Erik Sandgren 1952

BIO BY JAKE SENIUK, DIRECTOR OF PAFAC, JANUARY 2012

Erik Sandgren was born in Corvallis, Oregon in 1952 and grew up there in the environs of Oregon State University. His father, Nelson Sandgren, was a noted painter and OSU art professor and the household was saturated with visual culture that fostered his early interests and education as a painter. Erik went east to study at Yale (BA.1975) and Cornell (MFA, 1977) where he honed his painting and printmaking skills and absorbed the broad path of Ivy League liberal arts.

Like a homing salmon, however, Sandgren returned to the headwaters of his art and of his early life in the Pacific Northwest, drawn by a vivid landscape where raw nature is close-at-hand and the history of industrialization is little more than a century old. Following his father's career trajectory he landed in Aberdeen, Washington in 1989 where he has served as a one-man art department at Grays Harbor College to the present day.

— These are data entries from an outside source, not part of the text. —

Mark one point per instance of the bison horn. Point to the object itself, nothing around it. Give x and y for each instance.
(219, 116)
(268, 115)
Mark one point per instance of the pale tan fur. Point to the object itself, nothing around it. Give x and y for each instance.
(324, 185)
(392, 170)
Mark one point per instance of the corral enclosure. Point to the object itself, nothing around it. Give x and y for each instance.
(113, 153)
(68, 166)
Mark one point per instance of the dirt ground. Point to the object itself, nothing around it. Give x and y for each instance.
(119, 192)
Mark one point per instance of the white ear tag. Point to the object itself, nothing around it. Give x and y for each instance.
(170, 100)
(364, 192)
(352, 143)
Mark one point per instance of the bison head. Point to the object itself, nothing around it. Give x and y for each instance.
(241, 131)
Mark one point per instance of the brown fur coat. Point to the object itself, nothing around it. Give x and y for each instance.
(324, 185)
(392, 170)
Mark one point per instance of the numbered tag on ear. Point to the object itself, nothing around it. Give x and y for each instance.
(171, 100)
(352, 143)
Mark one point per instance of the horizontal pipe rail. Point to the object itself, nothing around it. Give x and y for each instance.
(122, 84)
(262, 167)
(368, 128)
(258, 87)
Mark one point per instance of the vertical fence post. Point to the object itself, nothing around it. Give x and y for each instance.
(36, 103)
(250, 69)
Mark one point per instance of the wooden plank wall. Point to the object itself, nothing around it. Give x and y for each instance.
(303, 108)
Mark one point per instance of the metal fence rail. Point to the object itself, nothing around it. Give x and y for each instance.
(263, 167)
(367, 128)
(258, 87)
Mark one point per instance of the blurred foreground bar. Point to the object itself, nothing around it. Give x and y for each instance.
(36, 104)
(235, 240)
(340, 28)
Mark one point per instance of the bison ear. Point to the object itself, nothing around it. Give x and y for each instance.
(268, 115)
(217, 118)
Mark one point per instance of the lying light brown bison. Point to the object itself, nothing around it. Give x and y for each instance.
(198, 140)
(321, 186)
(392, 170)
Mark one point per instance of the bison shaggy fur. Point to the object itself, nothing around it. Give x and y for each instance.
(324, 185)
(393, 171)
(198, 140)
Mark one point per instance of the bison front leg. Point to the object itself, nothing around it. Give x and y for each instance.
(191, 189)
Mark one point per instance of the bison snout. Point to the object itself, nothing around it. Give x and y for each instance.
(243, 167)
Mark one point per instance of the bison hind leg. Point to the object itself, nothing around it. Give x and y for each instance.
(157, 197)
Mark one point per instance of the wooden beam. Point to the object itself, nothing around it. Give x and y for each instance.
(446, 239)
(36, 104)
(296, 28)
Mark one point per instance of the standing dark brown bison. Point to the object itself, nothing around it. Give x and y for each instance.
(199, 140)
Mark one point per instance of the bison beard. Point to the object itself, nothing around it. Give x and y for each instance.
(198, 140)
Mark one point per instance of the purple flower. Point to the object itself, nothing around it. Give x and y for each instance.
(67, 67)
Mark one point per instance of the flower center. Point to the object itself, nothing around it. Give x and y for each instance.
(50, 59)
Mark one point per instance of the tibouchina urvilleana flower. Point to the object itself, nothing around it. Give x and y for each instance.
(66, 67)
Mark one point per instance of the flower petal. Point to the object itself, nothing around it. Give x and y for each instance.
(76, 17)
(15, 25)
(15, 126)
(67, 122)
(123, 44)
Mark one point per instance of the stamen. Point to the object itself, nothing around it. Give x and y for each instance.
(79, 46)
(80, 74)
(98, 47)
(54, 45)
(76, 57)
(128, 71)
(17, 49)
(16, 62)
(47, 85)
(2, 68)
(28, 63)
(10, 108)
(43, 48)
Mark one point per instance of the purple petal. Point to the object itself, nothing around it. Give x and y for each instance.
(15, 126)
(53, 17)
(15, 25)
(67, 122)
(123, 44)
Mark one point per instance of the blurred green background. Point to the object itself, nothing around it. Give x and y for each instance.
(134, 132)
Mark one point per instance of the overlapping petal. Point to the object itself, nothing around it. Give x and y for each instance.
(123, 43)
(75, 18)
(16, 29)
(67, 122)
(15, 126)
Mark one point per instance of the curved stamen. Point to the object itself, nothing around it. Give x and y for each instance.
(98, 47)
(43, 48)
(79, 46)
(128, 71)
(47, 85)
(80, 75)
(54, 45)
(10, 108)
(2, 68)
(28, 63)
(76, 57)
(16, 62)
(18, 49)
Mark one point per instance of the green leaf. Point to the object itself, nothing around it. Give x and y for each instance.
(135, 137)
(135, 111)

Sabbaticals have allowed him to pursue teaching and artist-in-residence stays in England and France from where he has explored that more settled landscape through on site painting and expanded firsthand his knowledge of the history of Western art and architecture.

Sandgren has exhibited broadly in many solo, two-person, group, and juried shows and his work is held in numerous private and public collections including those of the Franklin Furnace Gallery of the Museum of Modern Art, Yale University Art Gallery and the China National Academy of Fine Art in Hangzhou.

He has also created a number of public art projects that include a 4,000 square feet mural of Oregon landscapes he completed with his father in the Eugene/Springfield Airport in 1989. Most recently he has completed a 75-foot mural for the Port of Grays Harbor's Commission Room, commemorating one hundred years of marine commerce, while accentuating the natural riches of the vital estuary as the context for this productive harbor.